3. Comprehensive Inventory and Purchase Overview:
A well-structured list view seamlessly integrates inventory and purchase information, allowing users to effortlessly scan and analyze critical data points.
Testing the Vision:
These wireframes serve as a robust foundation for rigorous testing scenarios, gathering valuable feedback to refine the dashboard's design and functionality.
Filtering
When a user creates a filter combination it needs to automate the results... in this case fill in the gaps!
This example (Filter Combo 2) 'Well deepening' and 'Actively exploring' are selected and the 'Measurement' is 'Producing'.
In this event the user did not select 'drilling clockwise data' which is needed to create the 'Measurement' of 'Producing'. Production data is dependent on several factors, hope this part makes sense!
The drilling clockwise data would need to be added into that filter combination without the user input, which is a automation scenario.
Steps to being active
This shows the 'drilling clockwise data' as a 3 phase approach for drilling to become monitored as active rig.
Phase 1 - Setup: Refers to mechanical attachments and location.
Phase 2 - Completion: Refers to the angle of the drill and depth. (e.g. the angle of drill could mean an existing well is being repurposed ).
Phase 3 - Activity: If the drill is going clockwise that data means the drill is going into the ground and active.
Modeling Geophysical Dynamics
We incorporated maps and satellite data to map soil types, contaminant hotspots, and other relevant environmental factors.
Enhanced Risk Assessment: Identify potential environmental hazards and their impact on drilling operations, mitigating risks and optimizing resource allocation.
Improved Optimization Strategies: Predict long-term production trends and equipment performance, enabling optimization of drilling schedules, maintenance routines, and resource allocation.
Scenario Planning and Preparedness: Explore various "what-if" scenarios under different environmental and operational conditions, facilitating informed decision-making and proactive risk management.
Benefits for Estimation and Purchasing
Informed Forecasting: Visualizing density and distribution patterns aids in accurate demand estimation, leading to optimized inventory levels and reduced stock-out risks.
Strategic Purchasing Decisions: Identifying regional trends and activity levels supports strategic purchasing choices, maximizing efficiency and cost-effectiveness.
Enhanced Collaboration and Communication: The shared visual map facilitates seamless collaboration and communication across teams, fostering data-driven decision-making.
Next Steps:
Rigorous User Testing: Gather feedback from diverse stakeholders to refine the map's design, functionality, and overall user experience.
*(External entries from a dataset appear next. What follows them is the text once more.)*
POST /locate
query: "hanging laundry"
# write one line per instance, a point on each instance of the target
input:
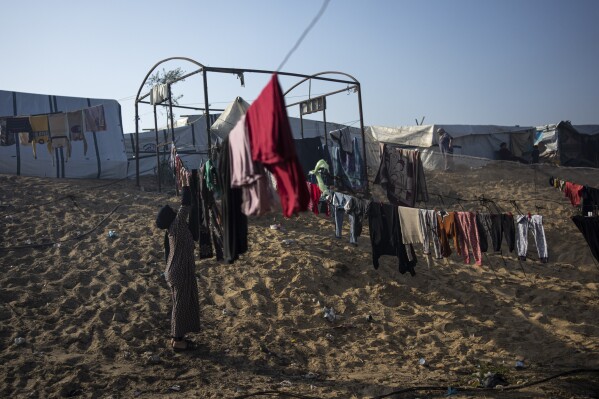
(346, 204)
(315, 195)
(483, 225)
(343, 139)
(356, 210)
(590, 201)
(159, 93)
(211, 219)
(95, 120)
(572, 192)
(321, 172)
(401, 175)
(496, 231)
(194, 213)
(40, 133)
(468, 236)
(19, 124)
(76, 128)
(509, 230)
(271, 142)
(533, 223)
(409, 221)
(386, 238)
(6, 138)
(359, 165)
(235, 225)
(309, 151)
(589, 227)
(59, 135)
(448, 230)
(430, 231)
(248, 175)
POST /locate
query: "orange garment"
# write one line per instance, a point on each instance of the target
(447, 230)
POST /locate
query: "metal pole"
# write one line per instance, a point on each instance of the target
(365, 173)
(207, 113)
(301, 122)
(136, 144)
(170, 109)
(157, 151)
(326, 138)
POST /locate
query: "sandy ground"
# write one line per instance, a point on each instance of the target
(86, 315)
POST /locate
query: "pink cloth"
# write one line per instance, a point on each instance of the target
(572, 191)
(257, 196)
(271, 143)
(242, 167)
(468, 235)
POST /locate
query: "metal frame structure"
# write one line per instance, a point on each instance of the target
(353, 84)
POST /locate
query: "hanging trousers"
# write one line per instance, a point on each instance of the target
(468, 236)
(534, 224)
(430, 229)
Explore Additional Data Layers: Consider incorporating additional data layers, such as traffic patterns, customer demographics, or competitor locations, to enrich insights and uncover hidden opportunities.
Integrate with Other Systems: Seamlessly connect the map view with other business intelligence tools and dashboards, enabling comprehensive data analysis and holistic decision-making.
By harnessing the power of Google Maps API and thoughtful design choices, this map view holds immense potential to visualize crucial business data.